Several states have combined their state society and association into one pharmacy organization in the past two decades. Mostly because one or both organizations were financially struggling. For some, it has worked well. For others, it has not been as positive. In fact, if you look in the neighborhood, Wisconsin, Indiana, Iowa and Michigan have all merged, combined or consolidated. Missouri, Kentucky and Minnesota have not. And Kansas has split up back into two separate organizations!
In the late 1990’s, ICHP and IPhA collaborated to hold joint meetings, the Illinois Pharmacy Congresses. The meetings went well, we all played nice in the sandbox, but the programming was limited and they only lasted for four years. Back then, ICHP President Kevin Colgan referred to the Congresses as “slow dancing” to see if the relationship could or would go further.
Since the Congresses, ICHP and IPhA have collaborated to hold joint Illinois Pharmacy Legislative Days which have been very successful even though we have occasionally differed on specific legislative initiatives. We’ve proved we can worked together in a limited capacity but this concept is much, much bigger. It will be interesting to see if either or both organizations’ leaders are willing to bare all (financial and organizational details, that is) to do the work to get this done.

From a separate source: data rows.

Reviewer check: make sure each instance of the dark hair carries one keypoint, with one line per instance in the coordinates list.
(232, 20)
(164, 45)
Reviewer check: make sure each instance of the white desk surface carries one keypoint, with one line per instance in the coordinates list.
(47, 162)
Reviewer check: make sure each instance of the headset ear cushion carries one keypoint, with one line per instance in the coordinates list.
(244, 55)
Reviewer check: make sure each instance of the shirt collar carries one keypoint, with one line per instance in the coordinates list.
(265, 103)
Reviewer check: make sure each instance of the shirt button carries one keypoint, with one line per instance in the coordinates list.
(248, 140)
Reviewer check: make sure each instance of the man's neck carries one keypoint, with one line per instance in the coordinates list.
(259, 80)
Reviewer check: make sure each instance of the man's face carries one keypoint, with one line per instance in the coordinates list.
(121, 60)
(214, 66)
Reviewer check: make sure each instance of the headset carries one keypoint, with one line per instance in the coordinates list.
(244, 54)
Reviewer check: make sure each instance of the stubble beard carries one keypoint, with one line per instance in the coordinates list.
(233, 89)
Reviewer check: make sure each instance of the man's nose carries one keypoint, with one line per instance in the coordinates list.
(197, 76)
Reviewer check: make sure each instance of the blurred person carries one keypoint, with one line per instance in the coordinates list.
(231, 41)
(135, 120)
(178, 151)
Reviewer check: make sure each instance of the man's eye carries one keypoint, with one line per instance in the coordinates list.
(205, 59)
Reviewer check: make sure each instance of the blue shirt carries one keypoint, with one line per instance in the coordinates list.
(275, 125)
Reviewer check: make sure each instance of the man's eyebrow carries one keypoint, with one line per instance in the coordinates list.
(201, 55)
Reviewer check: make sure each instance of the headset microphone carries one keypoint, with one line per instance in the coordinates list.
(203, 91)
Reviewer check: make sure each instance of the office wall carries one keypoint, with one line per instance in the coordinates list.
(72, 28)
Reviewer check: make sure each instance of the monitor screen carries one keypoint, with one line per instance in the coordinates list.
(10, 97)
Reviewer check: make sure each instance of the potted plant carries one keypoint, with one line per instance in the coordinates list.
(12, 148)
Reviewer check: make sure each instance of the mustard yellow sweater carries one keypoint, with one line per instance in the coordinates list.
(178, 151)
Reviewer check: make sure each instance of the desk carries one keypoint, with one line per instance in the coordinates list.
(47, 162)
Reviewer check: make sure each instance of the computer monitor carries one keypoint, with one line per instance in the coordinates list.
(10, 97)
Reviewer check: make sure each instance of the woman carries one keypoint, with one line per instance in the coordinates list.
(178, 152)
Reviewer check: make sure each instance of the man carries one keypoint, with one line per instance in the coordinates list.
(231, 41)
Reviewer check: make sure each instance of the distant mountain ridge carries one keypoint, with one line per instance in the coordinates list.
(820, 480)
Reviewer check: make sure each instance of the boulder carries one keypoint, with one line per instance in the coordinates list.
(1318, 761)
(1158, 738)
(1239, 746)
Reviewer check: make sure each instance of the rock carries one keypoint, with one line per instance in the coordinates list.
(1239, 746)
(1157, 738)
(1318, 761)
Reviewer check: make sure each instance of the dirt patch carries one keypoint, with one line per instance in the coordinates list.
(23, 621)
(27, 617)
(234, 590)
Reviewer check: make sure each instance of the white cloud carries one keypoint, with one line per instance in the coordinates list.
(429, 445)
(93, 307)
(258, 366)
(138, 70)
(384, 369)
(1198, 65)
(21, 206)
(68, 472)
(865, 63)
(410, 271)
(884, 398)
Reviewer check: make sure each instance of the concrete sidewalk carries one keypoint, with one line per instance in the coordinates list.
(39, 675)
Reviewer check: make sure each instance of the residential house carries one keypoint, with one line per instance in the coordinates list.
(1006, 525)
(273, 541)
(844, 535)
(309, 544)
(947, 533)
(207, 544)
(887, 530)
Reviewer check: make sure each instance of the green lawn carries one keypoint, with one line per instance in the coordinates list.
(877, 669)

Personally, I have always said that the more voices we have in Springfield and Chicago, the louder we are and the better we are heard. But that only works when we are singing the same song with an agreed upon conductor. But one organization that can’t pick one song to sing is even more helpless in Illinois’ political environment! So Kumbaya isn’t that easy to sing when an organization with divergent agendas has to agree to sing it.
The consideration of the organizational transition will be interesting to say the least but now is the time to consider it before ICHP goes out and hires a new Executive Vice President only to decide shortly thereafter that it is time for a merger. The next two years will be full of thoughtful deliberations and will have a dramatic impact on the future of ICHP and pharmacy in Illinois. I will do my best to keep you all informed, I promise!